Nun glauben sie ihn erwischt zu haben: Die Bild-Zeitung höhnt, Klaus Theweleit hält es für eine Reklameaktion und der selten kluge, polnische Expräsident Lech Walesa spricht dem Günter Grass die Ehrenbürgerschaft der Stadt Danzig ab. So, als habe Grass ein schweres Verbrechen begangen, als käme sein spätes Eingeständnis, als 17-Jähriger Mitglied der Waffen-SS gewesen zu sein, einer engen Komplizenschaft mit Hitler gleich.

Die jungen Deutschen, die am Ende des Krieges in der Wehrmacht oder der Waffen SS einen immer sinnlosen, häufig grauenhaften Dienst taten, konnten, je nach Einsatztort, an Verbrechen über die normale Kriegführung hinaus beteiligt gewesen sein. Der militärische Einsatz des Günter Grass deutet auf nichts Besonderes hin: Verwundet worden sei er und davon gelaufen, an Rückzugsgefechten beteiligt und dann in amerikanische Gefangenschaft gekommen. Es bleiben die SS-Runen am Kragenspiegel seiner Uniform, es bleibt das lange Schweigen.

Aus der Deckung kommen jetzt gerne jene, die seine Einsprüche zur Entwicklung der deutschen Gesellschaft nie haben dulden mögen: Der Talkshow-Gast und Schrifthinrichter Karasek unterstellt ihm "neue Kohlen in ein fahles Feuer" werfen zu wollen, meint: Als Schriftsteller taugt er nichts mehr, der Grass, also greift er jetzt zum SS-Marketing. Joachim Fest, will keinen Gebrauchtwagen von ihm kaufen: Der Hitlerbiograph Fest ist der schreckliche Historiker, der in der Münchner Räterepublik Juden entdeckte und deshalb unterstellte, dass damit dem Hitler Vorwände für seinen Antisemitismus geliefert worden seien. Und der Bundeswehr-Professor Michael Wolffsohn meint gar, dass Grass mit seinem Schweigen, als Reagan und Kohl in Bitburg die Gräber der Waffen SS besuchten, die beiden Politiker in die Messer öffentlicher Kritik habe laufen lassen. Hätte Grass sich also früher bekannt, dann wäre das Händchenhalten an den Gräbern einer Mörderorganisation soweit in Ordnung gewesen?
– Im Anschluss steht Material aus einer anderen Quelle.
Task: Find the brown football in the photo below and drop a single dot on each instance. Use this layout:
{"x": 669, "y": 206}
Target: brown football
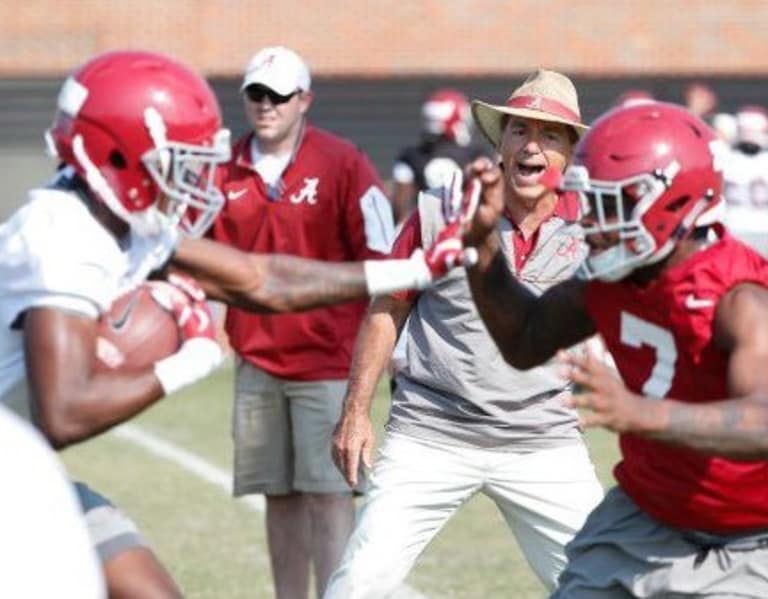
{"x": 136, "y": 332}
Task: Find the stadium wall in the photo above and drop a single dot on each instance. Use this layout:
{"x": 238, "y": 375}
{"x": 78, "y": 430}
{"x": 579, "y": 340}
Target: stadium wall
{"x": 379, "y": 38}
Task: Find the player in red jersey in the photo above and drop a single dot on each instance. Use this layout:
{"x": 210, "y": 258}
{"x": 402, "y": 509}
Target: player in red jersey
{"x": 683, "y": 308}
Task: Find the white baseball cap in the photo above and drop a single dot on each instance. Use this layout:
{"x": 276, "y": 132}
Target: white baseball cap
{"x": 278, "y": 68}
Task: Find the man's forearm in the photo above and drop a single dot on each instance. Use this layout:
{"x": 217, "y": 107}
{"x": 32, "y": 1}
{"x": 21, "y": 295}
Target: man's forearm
{"x": 373, "y": 350}
{"x": 501, "y": 301}
{"x": 282, "y": 283}
{"x": 735, "y": 428}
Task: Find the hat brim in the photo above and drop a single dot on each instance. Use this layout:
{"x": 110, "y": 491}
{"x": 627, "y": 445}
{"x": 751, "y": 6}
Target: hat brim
{"x": 489, "y": 118}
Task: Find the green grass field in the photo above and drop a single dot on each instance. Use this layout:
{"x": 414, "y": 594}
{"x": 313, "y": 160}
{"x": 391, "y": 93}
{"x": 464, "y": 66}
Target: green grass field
{"x": 215, "y": 546}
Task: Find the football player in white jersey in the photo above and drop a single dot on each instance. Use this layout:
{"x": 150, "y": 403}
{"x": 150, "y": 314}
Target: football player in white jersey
{"x": 139, "y": 138}
{"x": 136, "y": 133}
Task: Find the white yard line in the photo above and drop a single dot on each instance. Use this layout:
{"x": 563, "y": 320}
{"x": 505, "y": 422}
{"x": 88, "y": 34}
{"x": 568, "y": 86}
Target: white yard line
{"x": 211, "y": 474}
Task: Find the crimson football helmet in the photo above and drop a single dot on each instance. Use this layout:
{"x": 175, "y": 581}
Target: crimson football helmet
{"x": 144, "y": 132}
{"x": 446, "y": 112}
{"x": 647, "y": 174}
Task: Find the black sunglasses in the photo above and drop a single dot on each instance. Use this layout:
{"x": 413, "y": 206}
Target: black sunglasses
{"x": 257, "y": 93}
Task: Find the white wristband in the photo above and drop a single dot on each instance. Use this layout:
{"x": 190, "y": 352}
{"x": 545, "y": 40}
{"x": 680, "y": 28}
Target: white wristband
{"x": 196, "y": 359}
{"x": 387, "y": 276}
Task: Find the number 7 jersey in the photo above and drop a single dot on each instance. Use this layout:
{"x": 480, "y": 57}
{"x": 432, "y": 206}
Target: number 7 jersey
{"x": 661, "y": 338}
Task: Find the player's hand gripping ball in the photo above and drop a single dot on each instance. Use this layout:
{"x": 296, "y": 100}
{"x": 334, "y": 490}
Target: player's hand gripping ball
{"x": 138, "y": 330}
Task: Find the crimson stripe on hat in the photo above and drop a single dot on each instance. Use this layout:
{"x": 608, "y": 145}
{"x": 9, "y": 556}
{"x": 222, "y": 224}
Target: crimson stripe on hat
{"x": 544, "y": 105}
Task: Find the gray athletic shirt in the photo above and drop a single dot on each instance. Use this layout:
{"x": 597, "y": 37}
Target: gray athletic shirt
{"x": 456, "y": 388}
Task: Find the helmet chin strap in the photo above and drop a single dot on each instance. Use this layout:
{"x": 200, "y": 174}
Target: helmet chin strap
{"x": 144, "y": 223}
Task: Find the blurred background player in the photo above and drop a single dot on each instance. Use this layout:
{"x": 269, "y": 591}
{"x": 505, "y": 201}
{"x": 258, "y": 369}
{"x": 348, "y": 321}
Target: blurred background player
{"x": 462, "y": 422}
{"x": 130, "y": 128}
{"x": 632, "y": 97}
{"x": 445, "y": 145}
{"x": 745, "y": 171}
{"x": 683, "y": 309}
{"x": 701, "y": 100}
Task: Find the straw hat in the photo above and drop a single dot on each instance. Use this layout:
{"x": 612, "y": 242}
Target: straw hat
{"x": 544, "y": 96}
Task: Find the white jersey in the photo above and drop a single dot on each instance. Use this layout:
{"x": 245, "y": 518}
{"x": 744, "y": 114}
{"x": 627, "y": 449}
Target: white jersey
{"x": 54, "y": 253}
{"x": 44, "y": 545}
{"x": 746, "y": 195}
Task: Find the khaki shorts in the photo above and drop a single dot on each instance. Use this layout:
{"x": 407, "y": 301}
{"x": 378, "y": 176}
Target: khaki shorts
{"x": 282, "y": 432}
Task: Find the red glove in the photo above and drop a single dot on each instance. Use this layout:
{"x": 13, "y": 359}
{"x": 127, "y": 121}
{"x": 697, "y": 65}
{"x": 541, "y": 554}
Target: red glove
{"x": 458, "y": 207}
{"x": 185, "y": 299}
{"x": 199, "y": 353}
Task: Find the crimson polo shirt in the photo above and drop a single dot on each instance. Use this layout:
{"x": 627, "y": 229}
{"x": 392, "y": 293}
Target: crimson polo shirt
{"x": 327, "y": 207}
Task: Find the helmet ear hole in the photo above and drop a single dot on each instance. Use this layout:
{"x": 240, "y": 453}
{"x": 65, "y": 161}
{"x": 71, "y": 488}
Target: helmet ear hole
{"x": 117, "y": 159}
{"x": 677, "y": 204}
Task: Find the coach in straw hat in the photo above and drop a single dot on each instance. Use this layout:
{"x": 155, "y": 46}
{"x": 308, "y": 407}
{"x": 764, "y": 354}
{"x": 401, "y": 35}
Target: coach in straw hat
{"x": 462, "y": 421}
{"x": 534, "y": 132}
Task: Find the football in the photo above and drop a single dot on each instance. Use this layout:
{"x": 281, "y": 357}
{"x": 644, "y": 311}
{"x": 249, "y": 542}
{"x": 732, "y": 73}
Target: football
{"x": 136, "y": 332}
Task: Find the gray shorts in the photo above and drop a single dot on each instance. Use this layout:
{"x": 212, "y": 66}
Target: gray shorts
{"x": 111, "y": 531}
{"x": 282, "y": 432}
{"x": 622, "y": 553}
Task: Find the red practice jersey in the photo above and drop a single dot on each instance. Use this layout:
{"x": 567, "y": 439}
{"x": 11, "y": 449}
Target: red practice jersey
{"x": 329, "y": 205}
{"x": 661, "y": 338}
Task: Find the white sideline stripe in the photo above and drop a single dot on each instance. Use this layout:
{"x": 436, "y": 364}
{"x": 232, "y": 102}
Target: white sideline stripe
{"x": 211, "y": 474}
{"x": 185, "y": 460}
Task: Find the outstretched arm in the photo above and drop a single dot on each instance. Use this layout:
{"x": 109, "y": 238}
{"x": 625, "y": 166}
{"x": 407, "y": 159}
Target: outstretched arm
{"x": 281, "y": 283}
{"x": 527, "y": 329}
{"x": 354, "y": 439}
{"x": 269, "y": 283}
{"x": 736, "y": 428}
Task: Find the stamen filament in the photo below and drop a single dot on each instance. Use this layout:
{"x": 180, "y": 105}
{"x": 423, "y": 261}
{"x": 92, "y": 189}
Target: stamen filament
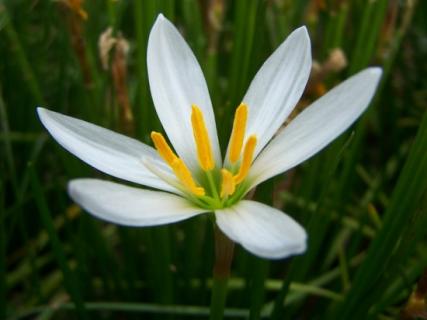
{"x": 228, "y": 185}
{"x": 238, "y": 132}
{"x": 184, "y": 175}
{"x": 248, "y": 153}
{"x": 201, "y": 137}
{"x": 178, "y": 166}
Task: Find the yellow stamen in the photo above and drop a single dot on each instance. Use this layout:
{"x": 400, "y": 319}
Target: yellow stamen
{"x": 201, "y": 137}
{"x": 163, "y": 148}
{"x": 247, "y": 159}
{"x": 228, "y": 185}
{"x": 184, "y": 175}
{"x": 178, "y": 166}
{"x": 238, "y": 132}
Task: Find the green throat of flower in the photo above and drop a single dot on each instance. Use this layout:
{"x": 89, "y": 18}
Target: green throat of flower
{"x": 214, "y": 187}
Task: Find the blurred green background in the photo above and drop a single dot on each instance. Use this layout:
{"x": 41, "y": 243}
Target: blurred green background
{"x": 362, "y": 200}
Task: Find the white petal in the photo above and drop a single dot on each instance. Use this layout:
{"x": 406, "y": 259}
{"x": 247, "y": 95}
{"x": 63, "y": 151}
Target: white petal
{"x": 177, "y": 82}
{"x": 277, "y": 87}
{"x": 263, "y": 230}
{"x": 316, "y": 126}
{"x": 130, "y": 206}
{"x": 103, "y": 149}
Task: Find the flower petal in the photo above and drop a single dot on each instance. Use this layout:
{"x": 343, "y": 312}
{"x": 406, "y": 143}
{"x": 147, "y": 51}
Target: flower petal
{"x": 176, "y": 83}
{"x": 263, "y": 230}
{"x": 277, "y": 87}
{"x": 129, "y": 206}
{"x": 316, "y": 126}
{"x": 105, "y": 150}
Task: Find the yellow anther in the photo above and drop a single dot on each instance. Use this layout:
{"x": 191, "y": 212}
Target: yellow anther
{"x": 184, "y": 175}
{"x": 238, "y": 132}
{"x": 163, "y": 148}
{"x": 228, "y": 185}
{"x": 247, "y": 159}
{"x": 178, "y": 166}
{"x": 201, "y": 137}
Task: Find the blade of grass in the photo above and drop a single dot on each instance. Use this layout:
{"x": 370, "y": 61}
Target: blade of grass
{"x": 405, "y": 200}
{"x": 71, "y": 283}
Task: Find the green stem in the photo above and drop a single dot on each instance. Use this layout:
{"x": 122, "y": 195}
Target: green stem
{"x": 212, "y": 186}
{"x": 221, "y": 272}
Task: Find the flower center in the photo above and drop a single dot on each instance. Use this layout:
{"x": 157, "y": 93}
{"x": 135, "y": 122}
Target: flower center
{"x": 217, "y": 187}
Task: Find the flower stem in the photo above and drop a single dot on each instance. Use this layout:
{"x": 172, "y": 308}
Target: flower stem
{"x": 212, "y": 185}
{"x": 224, "y": 248}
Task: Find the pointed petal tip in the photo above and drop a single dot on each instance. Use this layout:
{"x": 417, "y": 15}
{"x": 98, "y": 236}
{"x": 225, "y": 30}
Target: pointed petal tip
{"x": 160, "y": 18}
{"x": 302, "y": 32}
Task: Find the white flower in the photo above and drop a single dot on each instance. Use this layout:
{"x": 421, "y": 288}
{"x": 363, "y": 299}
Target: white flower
{"x": 194, "y": 179}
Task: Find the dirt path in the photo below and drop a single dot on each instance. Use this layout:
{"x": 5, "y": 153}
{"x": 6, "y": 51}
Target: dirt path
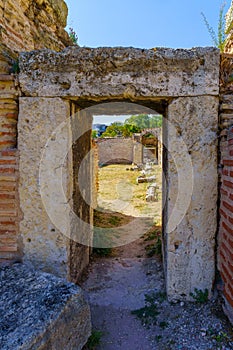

Was und wer sich immer zur Zeit gegen Günter Grass formiert, beweist nichts anderes als die Lebendigkeit des Grassschen Werkes und seiner gesellschaftlichen Position. Sein langes Schweigen kann nur Grass selbst erklären und was bisher dazu von ihm zu lesen ist, bleibt diffus. Ganz sicher wäre eine frühere Erklärung dem Günter Grass und der deutschen Öffentlichkeit nützlicher gewesen. Wie nützlich, darüber sollte man öffentlich nachdenken.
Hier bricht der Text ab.